Transforming Failure Into Success: 4 Lessons Learned From Failing at Macarons
Like many of us, I have been watching more TV and Netflix since lockdown began. Nadiya’s Time to Eat, hosted by Nadiya Hussain, was a wonderful distraction for seven amazing episodes. After finishing, I needed more Nadiya. Enter The Great British Bake Off (GBBO). While I do enjoy baking, the idea of watching a baking competition had never appealed to me. How could watching people bake cakes be entertaining? But, to get my dose of Nadiya, I decided to watch her season of GBBO (Season 6/Netflix Collection 3).
Nadiya’s season was unsurprisingly delightful (and still remains my favorite) and ended up being my gateway to the series. I have now watched 8 seasons/80 episodes. You can’t watch this many episodes of a baking competition and not be inspired, so I was soon whipping up cakes and desserts galore. One thing I noticed while watching the show is how often and effortlessly the contestants made macarons. They weren’t making them as their main dessert either - the macarons were usually a decor element or accompaniment to their main. I thought, “Aren’t macarons supposed to be hard? I guess not.” And that’s when I decided I would learn to make my favorite rose macarons as effortlessly as a GBBO contestant.
I’d like to say that I was immediately successful, but *spoiler alert* it took me two epic failures before I was able to make pretty good macarons. It will be some time before I master them, but there are some lessons to be learned from my failures.
Lesson 1: Identify the root cause of the failure
There are two main methods of making macarons - Italian meringue and French meringue. Italian meringue is more complicated and requires you to cook the egg whites by slowly adding hot sugar syrup, but this leads to a more stable batter. French meringue is more straight-forward but the batter can be more delicate. Here’s my analysis of what went wrong:
Round 1
I used Italian meringue and ended up with chunks of crystallized sugar. I could tell things were going horribly wrong as I was pouring the syrup into the bowl with the egg whites and it started to crystalize as it touched the sides of the bowl.

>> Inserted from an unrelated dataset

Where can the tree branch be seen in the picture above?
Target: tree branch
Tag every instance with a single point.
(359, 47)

I made the macarons too big and did not space them out enough when piping.
They were under-baked. After this failure, I learned it’s better to over-bake macarons than under-bake them. You won’t ruin them, and they will soften up to the right texture in the fridge if over-baked.
The silicone baking mat did not allow enough heat through to the bottoms of the macarons, and they didn’t form a good bottom crust.
I used too much food coloring.
Round 2
I did not macaronage long enough. This is the technique of folding in the ground almond/sugar mixture into the egg whites. It’s critical that you do it long enough to get the perfect texture but not so long that you knock all of the air out of the batter.
I didn’t use enough food coloring.
Lesson 2: Don’t be afraid to change your approach
Although I had an idea of how to fix what went wrong in Round 1, I decided to go with French meringue for Round 2 the very next day. Making the sugar syrup was a lot of extra effort, and it was very difficult to work with when using my hand mixer (stand mixers are recommended for Italian meringue). My Round 2 macarons ended up looking like pale, lumpy, fluffy clouds, but they were still much closer to my idea of “perfect” than Round 1.
Lesson 3: Make sure you understand the process before diving in
In the case of macarons, this meant reading the recipe multiple times, having all of my tools and ingredients prepared, and truly understanding how to perform each step before diving in. In my second failure, I was googling “stiff peaks” while trying to beat my egg whites to perfection, and I really should have familiarized myself with the stages of beating egg whites before starting the batch.
Lesson 4: Persevere
I was understandably very deflated after back-to-back failures two days in a row. It took me about a month to work up the courage to try again, but I always knew I would. I decided to go with French meringue again for Round 3, and this time, I reviewed my recipes and researched all the techniques described (beating egg whites, macaronage, etc.). I was rewarded with a very successful batch of macarons with amazing flavor, texture, and color.
***
My friends and family wondered why I subjected myself to this torture, and why I wouldn’t give up and say, “macarons just aren’t for me.” It wasn’t for the prestige of being able to say I could do it, but because I absolutely love macarons and enjoy a challenge. I would have loved to have gotten it right the first (or second) time, but the failures made me a better and more resilient baker. Whether you fail at macarons or any other goal, there are often lessons to be learned from failure that can ultimately lead you to success.